Si bien convencionalmente una economía entra en depresión si se mantiene en recesión por más de seis meses consecutivos, entre abril y julio la pandemia del Covid-19 ha generado una caída del PBI mundial tan abrupta, junto a cambios estructurales tan radicales en las fuerzas de oferta y demanda de diversos mercados, que se puede afirmar que la economía mundial ya está en depresión.
A pesar de su fulminante letalidad, el Covid-19 dejará más pobres que muertos, debido a la secuela estructural de la parálisis de ramas enteras de la actividad económica, lo que acarrea una destrucción a gran escala de activos tangibles e intangibles y un nivel de incertidumbre inédito sobre el futuro.
Encima, los gobiernos, las familias y las empresas quedarán sobre endeudadas. Los gobiernos han tenido que realizar grandes transferencias de ingresos a la población y a las empresas más vulnerables, para proteger su supervivencia y mitigar la pérdida de empleos con políticas monetarias expansivas y crediticias concesionales.
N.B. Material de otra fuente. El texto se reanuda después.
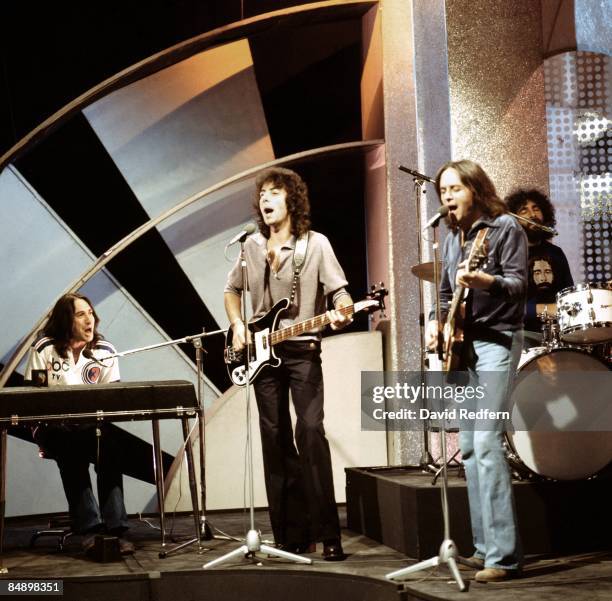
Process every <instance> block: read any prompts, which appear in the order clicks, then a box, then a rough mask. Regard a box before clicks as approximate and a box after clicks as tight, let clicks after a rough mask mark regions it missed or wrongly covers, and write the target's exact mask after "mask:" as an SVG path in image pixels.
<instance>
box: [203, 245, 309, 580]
mask: <svg viewBox="0 0 612 601" xmlns="http://www.w3.org/2000/svg"><path fill="white" fill-rule="evenodd" d="M245 239H246V236H245V237H244V238H243V239H241V240H240V266H241V268H242V296H241V299H242V300H241V309H242V316H241V317H242V322H243V324H244V332H245V336H247V340H246V346H245V352H244V359H245V368H246V369H245V376H246V384H245V386H246V422H247V423H246V427H247V445H246V447H247V483H248V490H249V515H250V528H249V531H248V532H247V533H246V536H245V538H244V543H243V544H242V545H241V546H240V547H238V548H236V549H234V550H233V551H230V552H229V553H226V554H225V555H222V556H221V557H218V558H217V559H214V560H213V561H209V562H208V563H205V564H204V565H203V566H202V567H203V568H204V569H205V570H207V569H209V568H214V567H215V566H218V565H221V564H223V563H226V562H228V561H232V560H233V559H234V558H238V557H240V556H241V555H242V556H245V557H247V558H254V557H255V556H256V554H257V553H260V552H261V553H266V554H267V555H268V556H272V557H280V558H283V559H288V560H290V561H295V562H296V563H306V564H311V563H312V560H311V559H309V558H308V557H302V556H301V555H296V554H294V553H288V552H287V551H283V550H282V549H277V548H276V547H272V546H270V545H266V544H262V542H261V532H260V531H259V530H257V529H256V528H255V490H254V486H253V438H252V431H251V430H252V428H251V373H250V369H249V367H250V364H251V348H250V342H249V340H248V331H249V330H248V320H247V307H246V291H247V290H248V289H249V286H248V273H247V264H246V259H245V255H244V240H245Z"/></svg>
Sin embargo, este mayúsculo esfuerzo Keynesiano ha sido insuficiente. Ante paralizaciones drásticas de múltiples actividades económicas, el Keynesianismo quedó corto. Ya no estamos ante una simple recesión curable con políticas anti-cíclicas convencionales, porque no se afronta sólo un shock de oferta, sino uno de oferta y demanda en simultáneo, con desbalances de oferta y demanda intersectoriales y destrucción masiva de activos tangibles e intangibles.
El neoliberalismo (mercantilista), que proscribe todo tipo de intervención del Estado en la economía, adquiere en este contexto la apariencia de un tiranosaurio rex. Tanto así que muchos de quienes lo enarbolan desde las alturas del poder monopolista, a la hora de reclamar su ‘tajada del león’ de la ayuda estatal, en la práctica se han convertido al keynesianismo.
Sin embargo, dada la complejidad de los retos que plantea una economía postrada por la viralización de la parálisis y el confinamiento, no basta con aceptar esa intervención, sino en hacer que ella tenga un sentido activo y efectivo. Tiene que rendir en términos de reconstrucción desde los cimientos, desde la base de la pirámide económica y social, sin detenerse en la cosmética del statu quo. Sólo así se podrá restablecer el consumo mundial, duramente golpeado por el Covid-19, sin el cual no hay rumbo cierto para la inversión.
El ajuste tendrá que ser expansivo, planificado y redistributivo. Más que gastar más, importará más que nunca en qué gastar y el cambio estructural que se consigue con ello para restablecer el tejido competitivo de los pequeños negocios, que son el principal sustento del empleo, especialmente en los países en desarrollo.
También importará imaginarse formas creativas de financiamiento de ese ajuste expansivo. En el caso de Perú, por ejemplo, ello implica tener que revisar el principio de subsidiariedad del Estado establecido en el capítulo económico de la Constitución, que restringe su participación en emprendimientos estratégicos de alta rentabilidad, como podría ser la producción de litio en el yacimiento de Macusani en Puno, que es el más grande del mundo, y está llamado a ser el principal abastecedor de ese nuevo ‘oro blanco’, necesario para producir las baterías del nuevo parque automotriz eléctrico mundial, que se viene con todo. Qué feo sería que esta riqueza terminara siendo virtualmente ‘regalada’, como sucedió con el gas de Camisea, que ni siquiera le ha rendido regalías simbólicas al Perú.
Porque los enormes déficits fiscales generados por el intervencionismo anti Covid-19 no podrán ser cubiertos a punta de ajustes contractivos post pandemia, si es que se quiere evitar más recesiones. Los millones de pobres nuevos, sumados a los ya existentes, no soportarán seguir pagando los platos rotos, ni tampoco los pedazos de platos rotos podrían volver a restituirse para dejar tranquilos a los no pobres.
Ante una situación de peligro así de grave, recobra importancia lo público frente a lo privado, la gobernanza global frente al autarquismo estatal, el valor de reducir al máximo la existencia de segmentos sociales y de empresas en sobrevivencia bajo condiciones de vulnerabilidad extrema, y la función planificadora del Estado para resolver problemas con efectividad, como la miseria de la sanidad pública y los servicios básicos.
La velocidad y sostenibilidad de la salida de la depresión no dependerá tanto de la magnitud del gasto anti-cíclico sino de la capacidad de los Estados de cooperar para corregir en conjunto sus ineficiencias y las enormes y persistentes brechas económicas y sociales pre pandemia. Y esta tarea titánica demandará un esfuerzo planificado de al menos 5 años. Un mega “Plan Marshall para la Reconversión Inclusiva de la Economía Global”, llamado a movilizar a un ejército de expertos planificadores interconectados a escala global.